5) The software should now install on the downloaded app which you should drag and place in the applications folder

6) Open the Application folder and click on the installed modNLP app. This might pop up a box saying the software is damaged. Don’t worry: the application just needs further permissions

7) Open a terminal (see step 2) and copy or type out the following command. DO NOT HIT ENTER YET. Drag the modNLP app from the Applications folder into the terminal window (alternatively type out the path to the modNLP.app at the end of the command)

xattr -cr

For example:

xattr -cr /Applications/modNLP.app

8) The app should now run.

9) Pin the downloaded app to your launcher for easy access in subsequent sessions.

SourceForge

Additionally, the software code and plugins are available for download at : https://sourceforge.net/projects/modnlp/

Should you encounter any software bugs or other technical problems when using these tools, please create a ticket detailing the nature of the issue on our SourceForge project page: https://sourceforge.net/p/modnlp/tickets/

MODNLP: Modular Suite of NLP Tools

modnlp aims to provide a modular architecture and tools for natural language processing written (mainly) in Java. These tools are being developed in connection with the Genealogies of Knowledge project.

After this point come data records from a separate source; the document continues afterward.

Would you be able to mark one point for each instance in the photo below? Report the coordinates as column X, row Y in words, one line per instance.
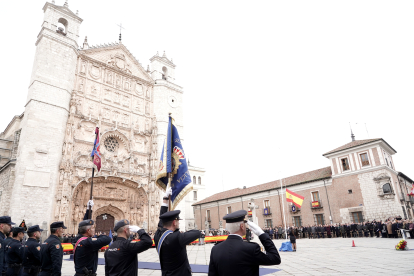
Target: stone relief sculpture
column 122, row 184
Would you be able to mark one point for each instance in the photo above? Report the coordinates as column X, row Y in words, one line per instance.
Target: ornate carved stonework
column 108, row 96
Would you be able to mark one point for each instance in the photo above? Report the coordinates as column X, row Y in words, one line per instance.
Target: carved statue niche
column 147, row 127
column 127, row 85
column 138, row 88
column 109, row 77
column 81, row 85
column 147, row 108
column 118, row 81
column 83, row 68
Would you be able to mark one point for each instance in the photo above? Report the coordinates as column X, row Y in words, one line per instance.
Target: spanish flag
column 294, row 198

The following modnlp modules are currently available:

idx: an API and tools for (inverted) indexing, storage and retrieval of large amounts of text, with (XML-based) handling of meta-data.
tc: an API and tools for text categorisation, including, functionality for XML parsing, term set reduction (and basic keyword extraction), probabilistic classifier induction, two sample classification tools, and evaluation modules.
tec-tools (v2), consisting of tec-server, a corpus indexer and server for corpus access and analysis over the web and tec-client: a corpus analysis client. Unlike the (now obsolete) version 1 of these tools, originally developed for the TEC project, and written in Perl, C (server side) and Java, the version in this site (v2) is written entirely in Java.

This new version of the tools forms the basis of software support for text analysis and visualisation in the Genealogies of Knowledge project.

The modnlp/tec tools have also been used by the European Parliamentary Comparable and Parallel Corpora project (ECPC) coordinated by Dr. Calzada Pérez (Universitat Jaume I, Spain), and by the Translational English Corpus, which has been collected and maintained under Prof Mona Baker’s supervision at the University of Manchester, and made available on the Internet through the Genealogies of Knowledge project website, in a collaboration between The University of Edinburgh and The University of Manchester.

Also available is the documentation of the modnlp suite (for developers).